We have family abroad and use social media to share our happy events so that when we are actually together we can move quickly to more important topics since we already know the day-to-day. Suggesting email tells me you are old - if not in body than in mind.
Anonymous wrote:I still haven't posted where my kid got into college and she's half way through her second year. She wrote a contact in third grade saying I couldn't post anything on Facebook about her.
Anonymous wrote:I think it’s absurd to post on social media at all. Why not just send an email to the people that actually care? Or even call them on a telephone? If your relationship with them is so tangential that’s you don’t actually want to speak to them, it’s not something you need to share with them.
Anonymous wrote:My nephew got accepted at UVA! Early action!
I'm so proud of him! I'm not on social media, so I'll just announce here on dcum and I've already told my coworkers (sorry!).

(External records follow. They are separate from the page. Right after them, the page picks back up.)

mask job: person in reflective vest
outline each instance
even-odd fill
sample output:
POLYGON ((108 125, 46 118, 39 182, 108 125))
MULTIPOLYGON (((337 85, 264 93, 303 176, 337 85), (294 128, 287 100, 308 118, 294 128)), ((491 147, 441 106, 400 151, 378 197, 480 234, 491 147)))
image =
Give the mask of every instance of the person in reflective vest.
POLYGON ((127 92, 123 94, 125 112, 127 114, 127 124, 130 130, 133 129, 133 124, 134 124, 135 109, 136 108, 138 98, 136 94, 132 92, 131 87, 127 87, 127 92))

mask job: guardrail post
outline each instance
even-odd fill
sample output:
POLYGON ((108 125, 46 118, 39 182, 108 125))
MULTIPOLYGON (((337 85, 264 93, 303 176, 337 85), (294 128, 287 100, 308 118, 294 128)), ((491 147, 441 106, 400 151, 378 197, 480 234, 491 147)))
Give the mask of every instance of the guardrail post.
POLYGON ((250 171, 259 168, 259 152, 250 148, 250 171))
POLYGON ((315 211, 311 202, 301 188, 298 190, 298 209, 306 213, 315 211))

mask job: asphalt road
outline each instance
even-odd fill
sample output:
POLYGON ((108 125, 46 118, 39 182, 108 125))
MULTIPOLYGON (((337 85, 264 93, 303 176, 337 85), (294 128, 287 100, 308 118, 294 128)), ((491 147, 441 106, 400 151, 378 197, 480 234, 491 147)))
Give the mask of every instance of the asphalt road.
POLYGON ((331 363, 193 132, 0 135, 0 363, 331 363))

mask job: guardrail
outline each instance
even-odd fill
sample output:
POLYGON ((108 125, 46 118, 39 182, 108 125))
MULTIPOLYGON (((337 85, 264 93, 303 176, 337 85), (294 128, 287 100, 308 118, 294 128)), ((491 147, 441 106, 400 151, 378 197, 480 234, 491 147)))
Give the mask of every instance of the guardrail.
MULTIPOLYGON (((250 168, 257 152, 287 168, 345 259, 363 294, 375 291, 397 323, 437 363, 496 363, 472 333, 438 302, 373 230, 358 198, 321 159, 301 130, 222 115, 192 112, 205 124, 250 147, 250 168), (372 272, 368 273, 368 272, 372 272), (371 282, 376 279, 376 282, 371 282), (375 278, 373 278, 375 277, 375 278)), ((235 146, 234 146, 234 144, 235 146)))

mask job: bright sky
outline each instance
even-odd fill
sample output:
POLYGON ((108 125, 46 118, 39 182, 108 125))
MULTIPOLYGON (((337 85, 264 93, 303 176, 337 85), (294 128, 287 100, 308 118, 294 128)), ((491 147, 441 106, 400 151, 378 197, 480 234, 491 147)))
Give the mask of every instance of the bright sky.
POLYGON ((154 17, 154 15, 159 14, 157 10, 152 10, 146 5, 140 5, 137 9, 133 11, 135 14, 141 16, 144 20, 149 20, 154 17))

Anonymous wrote:When my kid makes a college decision, I will post something on FB once my kid says it’s okay. It’s their work and their news (and I have a pretty curated FB list of only relatives and people I actually care about). I’ll be very excited for my kid. She’s worked hard and I can’t wait to see all the adventures and experiences and opportunities she will have in college.
I’d love to see on FB that a kid I care about— one of my kids friends or a neighborhood kid I watched grow up— got into Stanford. Good for them. I know some amazing kids and I love seeing where they end up every year.
But I’d hate OP, because her attitude is so bad. There’s a big difference between “suck it snowflakes, I won” (not my kid— me. I won at parenting) and parents who are genuinely proud of their kids hard word and excited for their kid’s next steps.
My kid is at TJ, BTW. And I may have run a lot of carpools, but I didn’t do the work, and college admissions isn’t a validation of my parenting. A kind kid with a moral compass and a good work ethic who is engaged in their community tells you a lot more about the quality of parenting than Stanford v NOVA.